Planning the Tax Structure

This page was last updated on 6 August 2019.

There are effectively no taxes on business in Bermuda, apart from annual fees (depending on capital) of BMD2,000 or more, and no personal taxes either apart from a payroll tax on employees. Therefore businesses can plan to locate part or all of their operations in Bermuda without local taxation worries, although it must be said that Bermuda is an expensive place, so that if significant staff or premises are going to be needed, costs should be checked out carefully in advance.

The normal choice of Bermudian entity will be an 'exempt' company - i.e. exempt from exchange controls applying to local companies. Until recently, a tax certificate was available guaranteeing that no direct taxes will be levied on such a company until 2016. Following the enactment of the Exempted Undertakings Tax Protection Amendment Act 2011 (‘Amending Act’), such certificates now guarantee no direct taxes until 2035.

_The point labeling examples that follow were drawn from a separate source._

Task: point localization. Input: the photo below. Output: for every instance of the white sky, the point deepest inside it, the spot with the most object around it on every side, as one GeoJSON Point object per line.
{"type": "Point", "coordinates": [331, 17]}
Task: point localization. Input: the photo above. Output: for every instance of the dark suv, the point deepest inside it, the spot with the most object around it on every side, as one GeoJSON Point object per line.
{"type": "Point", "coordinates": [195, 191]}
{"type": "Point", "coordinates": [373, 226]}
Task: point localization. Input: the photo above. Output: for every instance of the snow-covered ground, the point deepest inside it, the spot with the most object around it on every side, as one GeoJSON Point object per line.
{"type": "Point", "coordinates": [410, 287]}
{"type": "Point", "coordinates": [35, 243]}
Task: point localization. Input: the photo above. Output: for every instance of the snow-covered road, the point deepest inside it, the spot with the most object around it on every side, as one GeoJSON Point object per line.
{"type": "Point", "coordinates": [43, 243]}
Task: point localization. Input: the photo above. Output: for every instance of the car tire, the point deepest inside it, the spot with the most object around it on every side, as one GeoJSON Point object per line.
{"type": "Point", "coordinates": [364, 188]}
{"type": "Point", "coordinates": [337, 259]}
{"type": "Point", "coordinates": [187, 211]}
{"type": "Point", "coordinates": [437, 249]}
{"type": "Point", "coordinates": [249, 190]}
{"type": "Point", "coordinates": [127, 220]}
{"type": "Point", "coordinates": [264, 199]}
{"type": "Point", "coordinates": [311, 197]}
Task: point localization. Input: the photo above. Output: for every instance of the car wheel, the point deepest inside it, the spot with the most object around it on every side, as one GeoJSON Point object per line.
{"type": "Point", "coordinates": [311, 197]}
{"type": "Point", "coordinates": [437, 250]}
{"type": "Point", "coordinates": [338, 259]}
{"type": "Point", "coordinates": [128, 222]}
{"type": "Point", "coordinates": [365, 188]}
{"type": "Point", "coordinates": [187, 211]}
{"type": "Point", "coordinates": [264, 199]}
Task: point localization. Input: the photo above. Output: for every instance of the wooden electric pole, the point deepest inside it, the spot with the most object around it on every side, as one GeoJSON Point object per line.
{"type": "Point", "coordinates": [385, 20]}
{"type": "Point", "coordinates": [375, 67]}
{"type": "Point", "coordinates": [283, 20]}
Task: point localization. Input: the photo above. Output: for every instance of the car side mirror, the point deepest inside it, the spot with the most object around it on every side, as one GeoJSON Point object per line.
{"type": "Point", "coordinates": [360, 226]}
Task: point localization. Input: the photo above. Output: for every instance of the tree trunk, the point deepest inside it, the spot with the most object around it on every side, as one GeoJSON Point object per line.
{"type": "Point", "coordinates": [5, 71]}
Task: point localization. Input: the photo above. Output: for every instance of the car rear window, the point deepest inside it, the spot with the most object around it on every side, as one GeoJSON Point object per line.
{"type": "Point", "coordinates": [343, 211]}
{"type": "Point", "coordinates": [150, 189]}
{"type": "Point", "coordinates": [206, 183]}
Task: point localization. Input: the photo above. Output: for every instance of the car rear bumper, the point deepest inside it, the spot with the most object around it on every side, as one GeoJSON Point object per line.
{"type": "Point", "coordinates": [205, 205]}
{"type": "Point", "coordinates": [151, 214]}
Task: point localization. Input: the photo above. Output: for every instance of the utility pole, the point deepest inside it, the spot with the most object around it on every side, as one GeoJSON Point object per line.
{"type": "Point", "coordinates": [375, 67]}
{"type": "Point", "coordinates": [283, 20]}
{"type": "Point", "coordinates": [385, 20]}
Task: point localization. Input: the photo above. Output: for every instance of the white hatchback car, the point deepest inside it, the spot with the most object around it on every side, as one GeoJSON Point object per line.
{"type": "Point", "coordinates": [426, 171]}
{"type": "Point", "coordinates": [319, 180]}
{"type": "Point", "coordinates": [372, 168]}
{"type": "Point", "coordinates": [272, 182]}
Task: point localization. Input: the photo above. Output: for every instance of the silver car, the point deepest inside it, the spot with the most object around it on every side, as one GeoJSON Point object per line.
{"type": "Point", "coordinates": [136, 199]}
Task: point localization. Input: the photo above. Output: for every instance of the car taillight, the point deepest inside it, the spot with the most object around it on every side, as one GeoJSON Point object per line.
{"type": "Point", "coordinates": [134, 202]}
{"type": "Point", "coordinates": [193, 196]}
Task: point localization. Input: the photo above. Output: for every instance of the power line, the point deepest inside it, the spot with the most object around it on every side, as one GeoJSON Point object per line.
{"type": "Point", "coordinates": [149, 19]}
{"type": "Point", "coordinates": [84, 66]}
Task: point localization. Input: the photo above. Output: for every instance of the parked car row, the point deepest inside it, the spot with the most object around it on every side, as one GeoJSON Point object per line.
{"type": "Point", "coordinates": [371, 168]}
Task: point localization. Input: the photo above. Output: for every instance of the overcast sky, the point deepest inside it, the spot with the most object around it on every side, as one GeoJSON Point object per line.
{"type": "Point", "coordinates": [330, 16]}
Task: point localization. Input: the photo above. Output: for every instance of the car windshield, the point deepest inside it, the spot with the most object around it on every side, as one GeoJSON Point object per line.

Because Bermuda has no corporate taxes, it also has no tax treaties, meaning that dividends or other types of income paid from Bermuda to high-tax countries are going to be taxed in the hands of the recipient, depending on the local regime. Many high-tax countries have 'controlled foreign corporation' legislation, meaning that undistributed profits in a Bermudian (low-tax) subsidiary will be deemed to be taxable income in the high-tax residence country of a controlling owner (individual or company). The exact arrangements vary widely.

It follows that the owner of a business in a high-tax country who wants to transfer part or all of the business to a low-tax area such as Bermuda must follow one of the following routes or some more-or-less complicated variation or combination of them (it must be understood that the right solution will depend completely on the circumstances of age, residence, country etc. - these are just illustrative possibilities):

  • Set up a new business in Bermuda with ownership which falls outside the CFC rules, e.g. don't hold more than 40% from high-tax country, and put remainder of shares in trust for children or in the hands of an offshore relative;
  • Create a joint venture with other onshore companies or owners whereby ownership is sufficiently distributed to escape CFC rules;
  • Owner (individual or company) move offshore (not necessarily Bermuda), move business to Bermuda and outsource high-tax area distribution (if physical);
  • Transfer existing business into trust or other offshore ownership for inheritance tax purposes; set up new offshore business to handle expanded range of products or markets.

NB: Any transfer of all or part of a business away from a high-tax area is likely to trigger a disposal for capital gains, gift or transfer tax purposes - great care is needed to avoid this happening. Companies may be in a better situation than individuals to mitigate the effects of tax on a transfer; equally, companies with international subsidiaries may be able to make use of 'mixer' holding companies, and thus may not be so much affected by the CFC rules.

In fact there are numerous possibilities for arriving at an effective structure; it is normally possible to improve the tax performance of a business substantially by moving part or all of it offshore - but expert professional guidance is essential, and the suggestions above are no more than indications of the sort of thing that may be effective in some circumstances.